Apologies for that German chap.

That project looks to me to be more in the "R" phase of R&D
.

"The project aims to develop new devices for implementing the ONN architecture and processing the analog sensor data. It is led by researchers from Technical University in Eindhoven.

It is a university project and universities seem to br enthralled by the close analogy between wetware and analog neurons. They still have to come to grips with the inherent variability of ReRAM/MemRistors.

Not commercial whthin 5 years +
. "


Just to expand on that,

https://phastrac.eu/

PHASTRAC is a research project funded by Horizon EU’s research and innovation programme with core subject “Phase Transition Materials for Energy Efficient Edge Computing”. The project with duration of 42 months (1 January 2023 – 30 June 2026) brings together leading European research and academic institutions.

PHASTRAC aims to develop a novel analog-to-information neuromorphic computing paradigm based on oscillatory neural networks (ONNs). We offer a first-of-its-kind and novel analog ONN computing architecture to seamlessly interface with sensors and process their analog data without any analog-to-digital conversion. ONNs are a biologically inspired neuromorphic computing architecture, where neuron oscillatory behavior will be developed by innovative phase change VO2 material coupled with synapses developed by bilayer Mo/HfO2 RRAM devices. PHASTRAC will address the most critical issues, namely 1) novel devices for implementing ONN architecture, 2) novel ONN architecture to allow analog sensor data processing, and 3) processing the data efficiently to take appropriate action. This “sensing-to-action” computing approach based on ONN technology will allow energy efficiency improvements.

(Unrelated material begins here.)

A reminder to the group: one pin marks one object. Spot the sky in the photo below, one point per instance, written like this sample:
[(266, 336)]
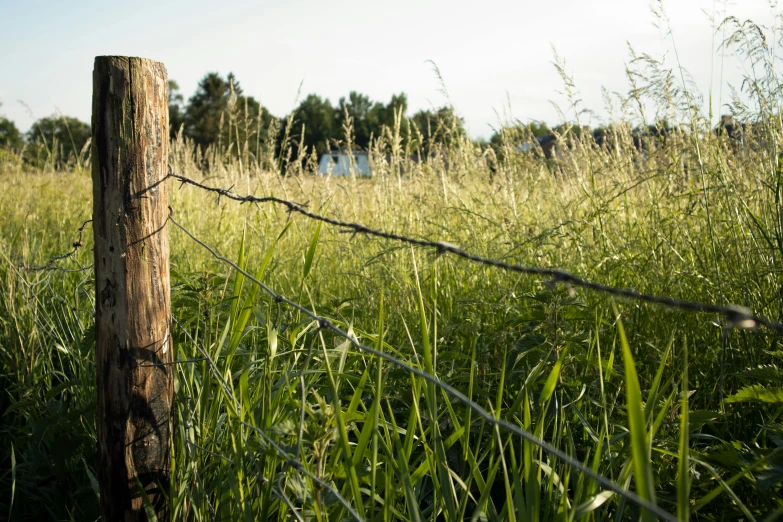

TU Eindhoven, Netherlands, leads the consortium of four partners. The project partners are Pazmany Peter Catholic University, Hungary, IBM Research Zurich, and Bayerische Motoren Werke AG (BMW), Germany
.

With all those exotic materials, it sounds pretty ickky to manufacture. Does this need a new machine?

The ickkyness goes on ... capacitors and varistors ...

IBM has a patent application for ONN:


US2022004876A1 TRAINING OF OSCILLATORY NEURAL NETWORKS 20200702

[0002] Oscillatory neural networks (ONNs) are artificial neural networks which employ a network of coupled oscillators. The oscillators correspond to neurons of a neural network, and the strength of the coupling between pairs of oscillators emulates the network (synaptic) weights. Such networks can be trained to perform correlation tasks, such as image classification and speech recognition, by processing training samples in the network and adapting the matrix of network weights so that the network “learns”, or memorizes, the particular correlations to be detected. Few hardware implementations have been proposed for ONNs, and these networks typically rely on mathematical pre-training of the weights matrix, e.g. via a Hebbian learning algorithm.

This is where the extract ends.